Gospel guitarist and vocalist Leo Welch of Bruce (photo by Wiley Prewitt for the Mississippi Arts Commission).

Leo Welch

Gospel Guitarist & Vocalist, Bruce

Leo Welch remembers well the day his cousin’s guitar came in the mail. Welch and another younger cousin brought the package to their house on a long walk up from the mailbox and were forbidden to play with it while the older cousin was away. But they could not resist and when the guitar’s owner found them with it he was so impressed with their playing that he gave them free use of the instrument. So began Welch’s self-education with the guitar.

Today, Welch is a familiar artist in the African American gospel world around Bruce where he has been playing lead guitar for various groups since 1975. Born in 1932 in Sabougla (pronounced “Shah-BOW-gla”), Mississippi, Welch comes from a musically inclined family. His early prowess with the guitar led to performances in his local school for plays and musicals. These gave him a taste of playing for the public and he has never lost his desire to perform. In his younger days, he worked with a logging crew in the timber industry that has been so important to the Mississippi hill country and played guitar whenever he got the chance.

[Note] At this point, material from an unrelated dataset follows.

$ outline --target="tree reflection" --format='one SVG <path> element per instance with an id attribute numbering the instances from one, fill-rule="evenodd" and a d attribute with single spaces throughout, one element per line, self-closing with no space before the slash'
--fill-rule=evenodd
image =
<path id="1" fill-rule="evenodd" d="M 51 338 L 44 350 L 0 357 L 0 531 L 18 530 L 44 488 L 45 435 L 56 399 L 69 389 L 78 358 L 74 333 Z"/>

Before 1975, Welch played blues and worked solo and with groups playing at community gatherings, cafes, on radio stations and in local clubs. He occasionally opened or played the intermission for better-known acts. Welch noted that in the fifties and sixties before the liquor laws in dry Calhoun County were strictly enforced, clubs like the Blue Angel in Bruce attracted big-name performers like Ike and Tina Turner and B.B. King. Welch had the opportunity once to audition for B.B. King but did not have the money to travel to Memphis at the time.

Since his conversion to gospel, Welch has played mostly with the Sabougla Voices and the Skuna Valley Male Chorus. With the Voices, he has recorded some of his own gospel songs along with versions of various standards on cassettes that he sells at performances. On most weekends, Welch can be found performing at churches or gospel singings in the counties surrounding Bruce. He is also the host of a gospel television show, broadcast on the Bruce station, which features videos of gospel groups performing in local churches.

While gospel is his preferred medium these days, Welch does not see the blues as an evil art form, but as merely a reflection of one’s life, the story of one’s experiences. He is glad to talk about his earlier life but proudly notes that he has never had to worry about hangovers since he began singing gospel.